Le somnambule est interpelé. Mais la transe est toujours présente en lui, et sa voix est sans vie;

-Il est levé, et rêve en nous. Je ne dormirai plus. Il s'est levé, et maintenant le vaisseau porte le parfum de la mort. J'arrive, ma douce...

Un geste est fait pour le rattraper, mais le malheureux s'est jeté à l'eau, sur ses derniers mots. Deux pairs d'yeux sont consternés par l'étrange spectacle de cette homme qui s'est laissé coulé. Puis, l'un d'eux;

-Un homme à la mer!

Un hurlement retentit dans la calle. Les deux hommes y accourent. On est en train d'y maitriser l'un des hommes, qui se débat furieusement. Un autre, à quelques pas, gît dans son hamac, d'où s'écoulent de nombreuses gouttes de sang. L'un des hommes accourt à la cabine du capitaine pour l'informer du désordre.

-Capitaine! Capitaine?

L'officier est prostré dans un coin de sa loge baignée de ténèbres, le visage entre ses mains souillées de sang. Entre ses doigts filtre le rire de l'hystérique. Alors que son compagnon l'approche, il lève vers lui son visage lacéré par la dague qu'il a abandonné à quelques pas de sa personne.

-Quelle est cette folie...mais quelle est cette folie que nous avons emporté. Nous avons eu le malheur de partager son chemin et maintenant nos voies vont ensembles - elles sont guidées par le sang. Je ne veux pas mourir!

Le capitaine s'élance et disparait au travers des carreaux brisés, pour rencontrer sa fin parmi les vagues. Il laisse derrière lui son matelot confus et terrifié. Celui-ci se demande si lui même n'a pas déjà cédé à la folie.
Et puis, il y a les ténèbres. Grandissantes.
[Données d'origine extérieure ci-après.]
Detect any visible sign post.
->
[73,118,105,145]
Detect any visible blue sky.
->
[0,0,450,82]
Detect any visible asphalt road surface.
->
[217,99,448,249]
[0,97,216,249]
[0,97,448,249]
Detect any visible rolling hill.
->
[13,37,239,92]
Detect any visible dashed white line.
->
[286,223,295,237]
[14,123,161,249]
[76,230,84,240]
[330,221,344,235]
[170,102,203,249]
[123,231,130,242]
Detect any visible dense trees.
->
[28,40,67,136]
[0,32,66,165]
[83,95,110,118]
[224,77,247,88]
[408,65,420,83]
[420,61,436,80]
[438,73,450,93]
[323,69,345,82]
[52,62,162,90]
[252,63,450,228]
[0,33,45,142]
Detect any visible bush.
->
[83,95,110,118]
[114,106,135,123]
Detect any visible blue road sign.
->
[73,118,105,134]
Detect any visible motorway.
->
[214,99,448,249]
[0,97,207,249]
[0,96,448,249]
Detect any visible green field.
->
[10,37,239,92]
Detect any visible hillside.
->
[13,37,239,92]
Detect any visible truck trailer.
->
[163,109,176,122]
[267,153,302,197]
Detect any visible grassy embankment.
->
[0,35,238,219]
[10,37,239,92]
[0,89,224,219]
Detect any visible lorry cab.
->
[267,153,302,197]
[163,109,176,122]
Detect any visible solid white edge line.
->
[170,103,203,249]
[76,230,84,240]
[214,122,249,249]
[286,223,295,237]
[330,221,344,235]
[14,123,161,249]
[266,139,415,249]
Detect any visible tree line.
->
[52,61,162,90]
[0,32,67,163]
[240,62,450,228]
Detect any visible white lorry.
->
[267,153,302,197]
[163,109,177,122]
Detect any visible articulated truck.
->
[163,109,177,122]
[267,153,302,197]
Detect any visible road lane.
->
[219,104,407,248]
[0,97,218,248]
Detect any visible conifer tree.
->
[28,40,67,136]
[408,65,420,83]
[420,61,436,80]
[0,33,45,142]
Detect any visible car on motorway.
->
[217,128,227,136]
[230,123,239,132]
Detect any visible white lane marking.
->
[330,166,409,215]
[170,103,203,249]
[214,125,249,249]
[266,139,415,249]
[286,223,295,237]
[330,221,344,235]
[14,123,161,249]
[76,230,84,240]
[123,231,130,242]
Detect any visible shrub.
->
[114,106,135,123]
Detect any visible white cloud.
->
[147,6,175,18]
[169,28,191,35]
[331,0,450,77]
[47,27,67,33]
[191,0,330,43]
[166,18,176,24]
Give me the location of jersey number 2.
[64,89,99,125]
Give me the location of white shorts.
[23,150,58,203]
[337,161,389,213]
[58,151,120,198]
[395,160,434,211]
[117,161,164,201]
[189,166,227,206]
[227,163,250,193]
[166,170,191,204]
Lorsqu'elles se lèvent, et que la lumière lunaire est rétablie sur la mer, apparait, installé sur le fauteuil, la momie désséchée, cadavre immobile embaumé dans ses habits de soirée. Le corps est immobile,courbé, inoffensif, comme si quelqu'un l'avait disposé là. Toutefois, le marin ne se gêne pas pour le décapiter d'un coup de sabre. Il s'empresse ensuite de jeter les dégoutants restes à la mer.

Il regagne ensuite la cale pour faire récit de la terrible situation. Mais il n'y a plus personne. Seul un cadavre, desséché, en habits de soirée, qu'on a disposé là au milieu de la pièce, dardant le seul homme encore vivant à bord par sa seule présence.

Un rire suivi d'un cri déchirent la nuit.

Le navire dérivera pendant quelques jours, sans équipage, avant de s'échouer sur la côte.


-On devrait laisser cette épave. On perd notre temps.

-Tu n'es pas plus curieux que ça? Nous pourrions découvrir quelque chose digne d'intérêt. Il doit y avoir un journal de bord.

Un corps desséché est découvert entre quelques planches fracassées. Il porte de vieux et élégants habits.